During the height of the Bubble years, one could scarcely pass a shelf in the business section of American or Japanese bookstores without seeing a copy of Miyamoto Musashi’s The Book of Five Rings. Although a book of swordsmanship, it was reputed to explain the “Japanese economic miracle,” contain the wisdom needed by Westerners to successfully do business in Japan, and simultaneously described as an instructive textbook detailing how Japanese methods could be utilized abroad. In these post-Bubble years, we now see a need for lessons about leadership across the globe. Interestingly, just like the early eighteenth-century Book of Five Rings once inspired businessmen around the world, there are important leadership lessons to be learned from an earlier Japanese warrior text; the Azuma kagami, or The Mirror of the East.

Commissioned and written in the 1260s by the Kamakura shogunate to document its history—such as the myths surrounding its founder Minamoto no Yoritomo—the Azuma kagami was later used as a primer on wise rulership for centuries: by successive Kamakura regents, Warring States (1467-1573) lords, and shoguns during the Tokugawa age (1600-1868). In short, it was their answer to Machiavelli. Thus, both scholars and the general public can learn about Japanese cultural and historical philosophies on governance from the chronicle, but also use it more broadly as a window into understanding the nature of constructed narratives on rulership.

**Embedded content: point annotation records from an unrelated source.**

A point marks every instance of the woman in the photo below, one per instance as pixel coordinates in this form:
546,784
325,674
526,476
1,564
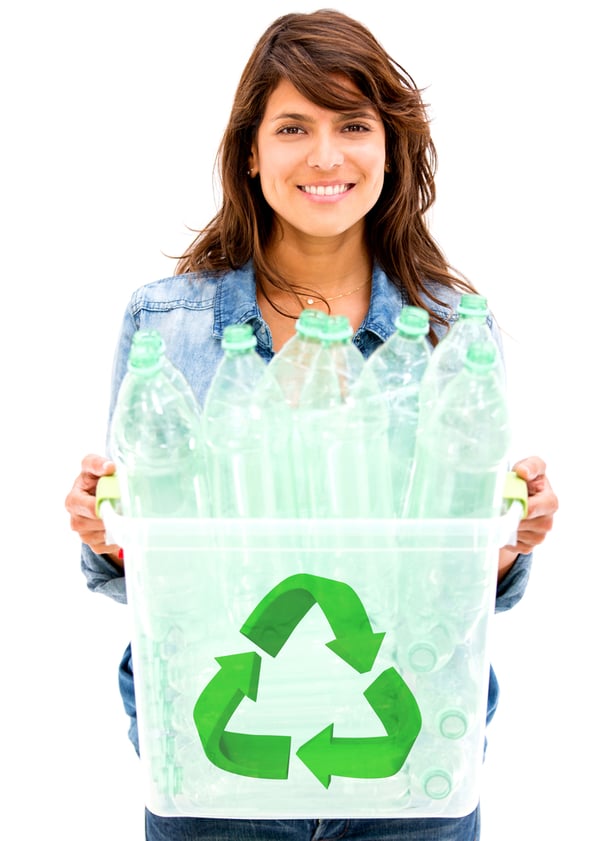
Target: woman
327,168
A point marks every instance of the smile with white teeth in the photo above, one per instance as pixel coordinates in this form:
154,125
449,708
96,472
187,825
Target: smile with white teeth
330,190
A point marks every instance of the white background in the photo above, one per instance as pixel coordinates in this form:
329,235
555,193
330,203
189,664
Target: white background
112,113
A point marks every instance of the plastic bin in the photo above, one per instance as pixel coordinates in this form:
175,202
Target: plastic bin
323,668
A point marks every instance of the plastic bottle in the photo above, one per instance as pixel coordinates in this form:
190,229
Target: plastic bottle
462,447
451,699
246,433
448,356
291,364
155,439
398,366
342,432
152,338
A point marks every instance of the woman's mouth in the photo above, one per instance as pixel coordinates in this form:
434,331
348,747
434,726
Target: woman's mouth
327,190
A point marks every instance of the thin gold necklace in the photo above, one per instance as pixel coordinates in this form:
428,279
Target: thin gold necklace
311,301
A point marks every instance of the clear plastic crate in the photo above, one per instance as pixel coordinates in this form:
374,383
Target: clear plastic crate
322,668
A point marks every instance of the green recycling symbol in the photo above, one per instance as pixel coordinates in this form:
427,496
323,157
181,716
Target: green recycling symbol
269,625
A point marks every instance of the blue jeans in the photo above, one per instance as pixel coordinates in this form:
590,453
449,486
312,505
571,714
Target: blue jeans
381,829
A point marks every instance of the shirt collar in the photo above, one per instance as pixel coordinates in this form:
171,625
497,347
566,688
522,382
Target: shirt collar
235,303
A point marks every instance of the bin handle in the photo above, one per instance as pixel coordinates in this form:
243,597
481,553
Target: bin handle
107,490
515,490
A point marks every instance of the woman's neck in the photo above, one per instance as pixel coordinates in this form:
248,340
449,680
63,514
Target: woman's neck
326,268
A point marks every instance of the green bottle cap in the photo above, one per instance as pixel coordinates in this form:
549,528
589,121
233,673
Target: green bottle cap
412,321
337,328
238,337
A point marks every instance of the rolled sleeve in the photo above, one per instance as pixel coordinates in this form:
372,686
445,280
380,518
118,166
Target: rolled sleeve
511,588
102,575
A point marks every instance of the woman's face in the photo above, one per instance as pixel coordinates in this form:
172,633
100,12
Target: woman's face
321,171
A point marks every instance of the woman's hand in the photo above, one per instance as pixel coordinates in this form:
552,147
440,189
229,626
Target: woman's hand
81,505
542,504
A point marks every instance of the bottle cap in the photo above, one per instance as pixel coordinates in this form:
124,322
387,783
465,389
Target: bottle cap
238,337
412,321
472,306
310,323
481,356
337,328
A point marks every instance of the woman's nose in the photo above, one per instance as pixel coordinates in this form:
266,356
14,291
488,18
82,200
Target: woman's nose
325,153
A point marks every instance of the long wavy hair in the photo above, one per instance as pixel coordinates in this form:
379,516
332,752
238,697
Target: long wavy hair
311,51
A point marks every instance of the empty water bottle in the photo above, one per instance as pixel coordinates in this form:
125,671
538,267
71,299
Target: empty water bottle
155,438
398,367
342,433
462,447
246,427
448,356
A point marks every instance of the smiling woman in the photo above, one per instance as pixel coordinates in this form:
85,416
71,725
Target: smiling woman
327,169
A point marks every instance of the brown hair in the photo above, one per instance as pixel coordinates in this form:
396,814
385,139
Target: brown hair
309,50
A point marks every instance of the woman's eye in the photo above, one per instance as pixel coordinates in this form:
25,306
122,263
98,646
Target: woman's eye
356,127
290,130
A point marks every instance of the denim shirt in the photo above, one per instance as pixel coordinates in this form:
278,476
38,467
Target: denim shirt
191,312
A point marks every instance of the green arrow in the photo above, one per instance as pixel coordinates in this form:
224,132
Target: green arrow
240,753
274,619
373,756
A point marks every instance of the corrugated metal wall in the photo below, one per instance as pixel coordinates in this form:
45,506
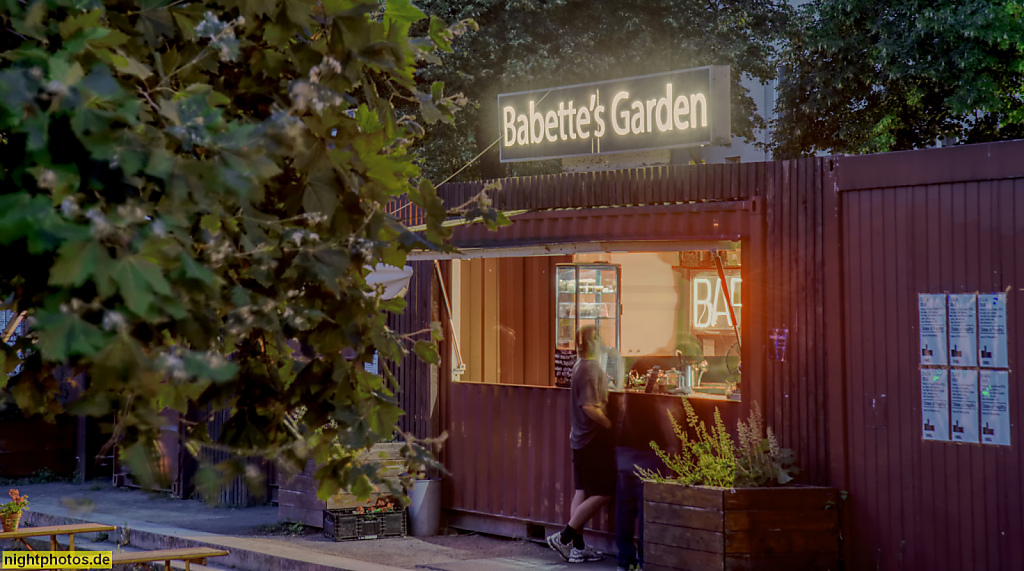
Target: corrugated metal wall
509,455
915,503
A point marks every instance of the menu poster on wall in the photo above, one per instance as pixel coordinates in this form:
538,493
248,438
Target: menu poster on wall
564,359
964,405
995,407
934,404
932,318
992,331
964,330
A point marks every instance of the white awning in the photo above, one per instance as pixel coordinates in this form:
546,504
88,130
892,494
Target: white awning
394,279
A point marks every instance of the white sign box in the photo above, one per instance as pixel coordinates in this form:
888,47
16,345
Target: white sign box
934,404
992,331
964,330
964,405
932,325
995,407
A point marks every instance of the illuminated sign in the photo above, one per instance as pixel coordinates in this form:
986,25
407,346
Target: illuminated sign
663,111
709,310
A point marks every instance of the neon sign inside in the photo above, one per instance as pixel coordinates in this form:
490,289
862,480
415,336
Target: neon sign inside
709,309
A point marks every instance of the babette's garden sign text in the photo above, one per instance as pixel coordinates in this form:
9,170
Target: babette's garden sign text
663,111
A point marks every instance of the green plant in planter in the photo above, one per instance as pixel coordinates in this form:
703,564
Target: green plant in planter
712,458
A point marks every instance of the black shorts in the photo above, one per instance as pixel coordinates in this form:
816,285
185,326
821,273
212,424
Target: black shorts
594,468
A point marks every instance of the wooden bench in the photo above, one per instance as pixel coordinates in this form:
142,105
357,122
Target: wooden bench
54,530
187,555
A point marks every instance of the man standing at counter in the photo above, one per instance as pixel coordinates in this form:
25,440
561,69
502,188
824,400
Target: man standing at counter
592,441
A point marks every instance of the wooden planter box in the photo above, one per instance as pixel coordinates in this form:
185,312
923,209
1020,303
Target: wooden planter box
698,528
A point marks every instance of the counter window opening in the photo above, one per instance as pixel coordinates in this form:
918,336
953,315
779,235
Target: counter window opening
515,318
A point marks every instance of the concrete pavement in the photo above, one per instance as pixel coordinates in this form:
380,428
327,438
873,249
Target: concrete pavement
156,521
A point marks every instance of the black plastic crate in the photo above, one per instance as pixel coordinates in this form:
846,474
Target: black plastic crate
345,524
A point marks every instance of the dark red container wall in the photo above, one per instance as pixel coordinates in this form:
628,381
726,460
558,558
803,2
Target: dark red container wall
835,253
416,381
795,398
915,503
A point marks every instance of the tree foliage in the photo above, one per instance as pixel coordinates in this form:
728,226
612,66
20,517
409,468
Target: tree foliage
868,76
535,44
192,194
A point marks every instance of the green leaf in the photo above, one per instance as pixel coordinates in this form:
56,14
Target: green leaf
211,366
77,262
137,279
321,195
402,11
427,352
87,20
195,270
439,34
65,335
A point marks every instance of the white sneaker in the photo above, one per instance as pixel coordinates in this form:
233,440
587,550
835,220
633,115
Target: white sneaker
564,550
585,555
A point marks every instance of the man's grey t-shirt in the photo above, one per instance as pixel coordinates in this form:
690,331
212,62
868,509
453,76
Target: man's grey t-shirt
588,387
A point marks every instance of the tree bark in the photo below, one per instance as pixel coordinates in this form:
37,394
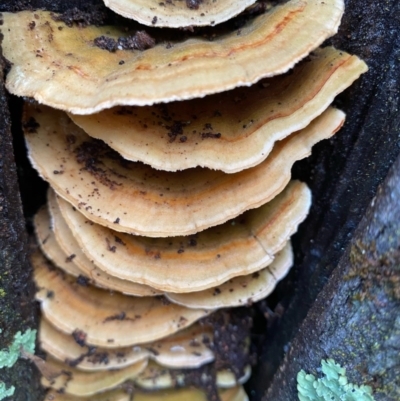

As a first step in exploring and learning from Japanese primers on leadership, this project will engage scholars in six research clusters across the world to produce the first complete English translation of the Azuma kagami, while at the same time pursue questions of purpose, biases, and appropriation in several venues, including well-known journals. The translation will be digital to allow for feedback, comments, but also populated with hyperlinks for personal names, titles and place names. This will, we believe, make the chronicle far more accessible across the world than any printed edition. At the same time, we will bring together our collective analytical essays into a companion publication, which can be read separately or together with the translation.